Duncan Perry was following Bailey round the room, like a dog at a master’s heels, three steps behind with a kind of urgent dignity, not quite plucking at his sleeve or tripping over his shoes, but almost. Bailey had noticed that Duncan smelled slightly of drink, not enough to cause offence or even be noticed by anyone less observant, and not enough to impair his performance. Only the residue of lunchtime or early evening when Duncan would seek the solace of a pub as soon as possible after darkness. Already they seemed to be swimming in the middle of the night, an impression extended by the dozing evacuees, but the hour was early, no more than seven in the evening, black as pitch. The winter solstice, mid December, drawing everyone away from the moon and into despair. Bailey no longer believed such thoughts were fanciful. His mouth was downturned, his spirits
too: he wanted away from the irritation of Duncan’s presence, a man with less to recommend him than many of the others who came looking, mildly worried, for their grannies.
‘Sir,’ Duncan was saying insistently, the way he did whenever Bailey paused. ‘Sir, I can’t find them anywhere. I thought she might come to me when they all had to get out: they had time to phone and make arrangements after all, why didn’t she come to me?’
‘Look, Duncan, she could have gone anywhere. Friends, relatives, anywhere. We don’t know where half the people have gone.’
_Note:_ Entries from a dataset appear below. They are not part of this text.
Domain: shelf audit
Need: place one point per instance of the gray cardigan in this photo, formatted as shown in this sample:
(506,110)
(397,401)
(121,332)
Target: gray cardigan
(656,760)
‘She hasn’t gone to her relatives. There’s only her mother and she doesn’t get on with her mother. She goes to her sister, but she didn’t, I rang. I know. I want to go and see if she’s still in the flat.’
‘Don’t be silly. We’ve moved all the uniform to the edge of the area. This bloody thing is for real. Why the hell would she stay?’
‘I don’t know,’ Duncan mumbled.
‘No, neither do I,’ said Bailey briskly. ‘I should go home. She may be trying to ring you. They won’t let you anywhere near, so don’t try. Go home, man, where you might actually be useful.’
Duncan gave him a look such as a man might give to one who had betrayed him, a look expressing plea and contempt.
‘That’s my woman you’re talking about.’
‘I wasn’t talking about her, not as such.’ Bailey’s irritation took the form of pedantry. ‘Listen, I’ll go out there in a little while and look. Where’s Tom?’
‘That’s what I’ve been saying. No Tom either. Tom would have been coming home from school …’ The light of hope appeared in Duncan’s eyes as he talked more to himself than his audience. ‘Oh, I get it now. Kim would have gone to meet him, so they would never have got back into the flat, the timing … She must have gone off with someone else from the Parade. They would have been coming back just as everyone was leaving.’ The anorak slipped further off one shoulder. ‘I wish she’d phoned, though. Might’ve known I’d worry. Women. I phoned that bloody flat of hers, to make sure she’d gone, but there was no reply.’ The smile which broke through on to his face illuminated his features into something human, even likeable. For one brief moment, seeing the mischief behind the smile, Bailey could understand why a woman might once have adored him.